Jan Term Class Explores Capoeira, a Brazilian Dance and Form of Resistance

Capoeira classIn January, Associate Professor of Global Communication Samantha Joyce gathered the 22 students of her Jan Term class—Media, Representation, and Capoeira: The Brazilian Art of Resistance—into a circle to teach them about Capoeira (“kaa·puh·weh·ruh”), the Brazilian martial art/dance. Introduced by enslaved Africans brought to Brazil during the 16th century, Capoeira may seem like an exciting form of dance, but it hides a deeper meaning: Slaves used Capoeira as a form of expression and resistance. As we enter Black History Month, the class’s teachings couldn’t be more relevant.

“In this class, students learn about the history of Brazil, but more specifically, they learn about slavery,” said Joyce, a Brazilian journalist with a passion for Capoeira and its history. “Slavery in Brazil lasted a long time—it was the longest in the Americas.”

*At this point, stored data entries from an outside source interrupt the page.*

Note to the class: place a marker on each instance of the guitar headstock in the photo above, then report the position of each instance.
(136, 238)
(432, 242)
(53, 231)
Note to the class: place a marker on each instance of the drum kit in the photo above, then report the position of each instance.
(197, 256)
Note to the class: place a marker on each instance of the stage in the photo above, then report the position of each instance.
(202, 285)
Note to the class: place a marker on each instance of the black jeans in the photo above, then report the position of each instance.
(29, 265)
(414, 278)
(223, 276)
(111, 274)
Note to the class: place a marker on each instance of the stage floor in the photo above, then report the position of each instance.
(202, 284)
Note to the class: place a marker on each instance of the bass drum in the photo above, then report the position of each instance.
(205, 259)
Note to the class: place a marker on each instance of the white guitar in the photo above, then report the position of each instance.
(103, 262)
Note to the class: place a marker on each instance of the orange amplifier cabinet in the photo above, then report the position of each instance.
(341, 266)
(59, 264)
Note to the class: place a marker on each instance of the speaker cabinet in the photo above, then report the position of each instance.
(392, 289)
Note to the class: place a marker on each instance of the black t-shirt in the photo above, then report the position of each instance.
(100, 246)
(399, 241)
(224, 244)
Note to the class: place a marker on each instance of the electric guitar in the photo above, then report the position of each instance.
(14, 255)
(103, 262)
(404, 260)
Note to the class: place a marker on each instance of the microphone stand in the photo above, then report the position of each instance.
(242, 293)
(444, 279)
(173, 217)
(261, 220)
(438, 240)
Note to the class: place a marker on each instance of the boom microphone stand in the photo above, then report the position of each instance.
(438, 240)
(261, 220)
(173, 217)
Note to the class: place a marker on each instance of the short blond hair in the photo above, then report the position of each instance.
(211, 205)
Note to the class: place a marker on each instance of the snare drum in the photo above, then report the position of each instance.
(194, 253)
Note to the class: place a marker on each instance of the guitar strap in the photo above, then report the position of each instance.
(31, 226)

Capoeira, Joyce explained, is a Brazilian tradition and art that combines music, dance, martial arts, and acrobatics. In the colonial period, about 3.5 million people were taken from Africa to Brazil for the slave trade, which lasted for 350 years. Capoeira is said to be truly Brazilian because the slaves relied on it in their quarters and used it to resist henchmen.

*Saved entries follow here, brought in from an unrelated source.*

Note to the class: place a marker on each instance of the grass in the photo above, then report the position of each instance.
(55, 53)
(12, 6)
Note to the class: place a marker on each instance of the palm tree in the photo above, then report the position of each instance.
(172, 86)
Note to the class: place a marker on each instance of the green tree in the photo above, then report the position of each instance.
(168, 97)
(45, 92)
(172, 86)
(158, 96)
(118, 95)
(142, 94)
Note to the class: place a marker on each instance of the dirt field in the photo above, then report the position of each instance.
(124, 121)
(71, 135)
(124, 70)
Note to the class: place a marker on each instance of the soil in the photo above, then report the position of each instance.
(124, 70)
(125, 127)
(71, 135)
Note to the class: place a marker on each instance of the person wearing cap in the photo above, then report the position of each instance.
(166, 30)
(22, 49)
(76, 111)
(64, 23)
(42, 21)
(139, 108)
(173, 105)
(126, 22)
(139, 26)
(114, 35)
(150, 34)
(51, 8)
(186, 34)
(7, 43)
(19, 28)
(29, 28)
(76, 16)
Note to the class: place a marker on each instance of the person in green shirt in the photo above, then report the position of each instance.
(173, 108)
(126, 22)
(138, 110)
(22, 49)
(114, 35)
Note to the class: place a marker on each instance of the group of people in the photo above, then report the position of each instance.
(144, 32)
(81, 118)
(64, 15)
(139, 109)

“Slaves did not have control over their bodies and lived under harsh conditions with corporal punishment. The only tool they had to fight their oppression was their body. They used it as a tactical and lethal weapon.

“They didn’t have access to knifes or metal, anything they could fight with. So they fought with their bodies,” Joyce said. Constantly under watch, the slaves made the fight form look like a dance and claimed to outsiders that they were mixing dance, culture, and religion—all the while hiding their form of resistance.

Capoeira is practiced around the world today in a circle called a Roda (“Ho-dah”), where the players sing, clap, and perform the kicks and movements, often to accompanying instruments. Participants focus on keeping a constant flow of movement going as they improvise kicks over a partner’s head—with the goal of creating a dialogue, not causing harm.

And how does this transform into a class at Saint Mary’s Jan Term?

“This class is about participating,” continued Joyce, who worked hard to prepare for Jan Term, searching through appropriate readings, films, and songs to help students understand slavery’s history.  While students carefully replicate and re-create dance/fight moves, Joyce asks them to consider specific questions. “Are you being respectful of the rituals? Are you keeping in mind that this represents not just another culture but another race?” she asked them.

Joyce has students read about the history of slavery both in Brazil and North America, and watch documentaries, and in the last week create a special Capoeira musical instrument called a berimbau.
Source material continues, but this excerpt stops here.